During excavation, large digging forces come into play. The center of gravity shifts forward when the bucket enters the soil. That’s why backhoe dredgers are anchored and kept in position using a spud system. The spud system of backhoe dredgers is different to that of cutter suction dredgers and consists of three spud poles. Two are situated at the front of the pontoon, near the crane. The third is located at the back of the dredger and is fitted with a spud carriage. The spud poles keep the dredger in place and they are also used to move the dredger backwards after a full cut has been made.

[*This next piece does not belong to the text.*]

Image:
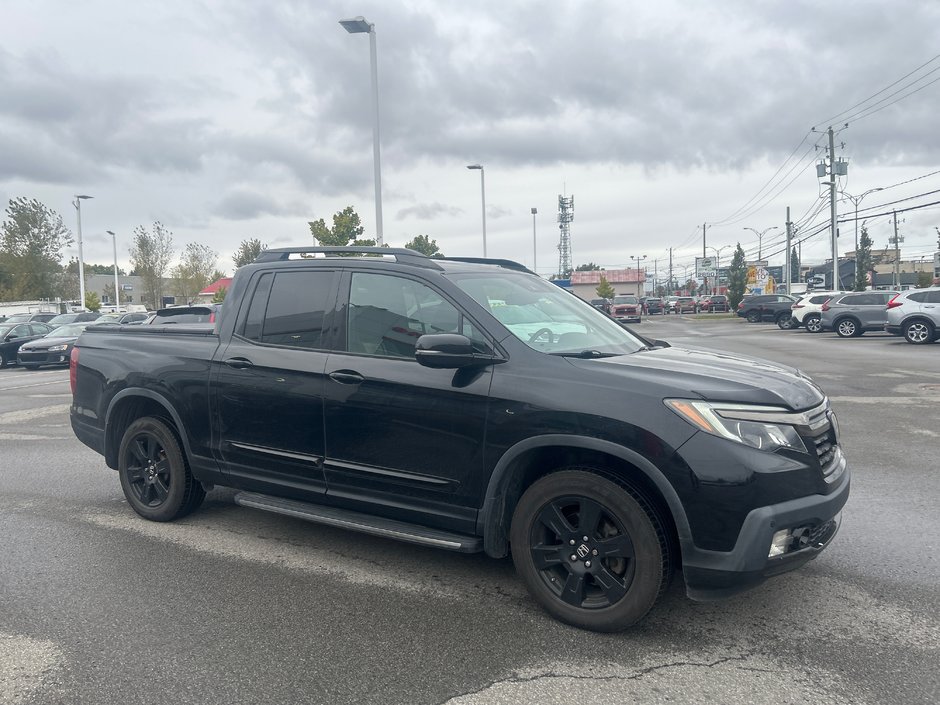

The backwards movement is achieved by first raising the rear spud and bringing it into position using the spud carriage. Once the rear spud has been lowered into the seabed again, the front spuds are raised and the dredger moves backwards by riding in the spud carriage of the rear spud. Then the front spuds are firmly planted into the seabed. The dredger can partially lift itself out of the water on the spuds to anchor them more firmly. As soon as the dredger is repositioned, the dredging can continue.
Spuds: three spuds keep the backhoe dredger in place while dredging. The spud system is also used to reposition the dredger after a full cut has been made.
Turntable: the backhoe is placed on a turntable, so that it can swing around to dredge a certain area and to empty the bucket in the transport barge that is moored alongside the vessel.
Bucket: the bucket acts as a scoop to collect the soil. It is controlled by hydraulic cylinders in the crane.
Hopper barge: a backhoe dredger has no means to transport the dredged soil. The material is transported to the disposal area by barge.
Initial investment costs of a backhoe dredger
Backhoe dredgers are generally custom-built. They can measure between 25 and 70 metres in length and, based on the required installed power, dredging depth, bucket size and accommodation needs, their price can therefore vary widely.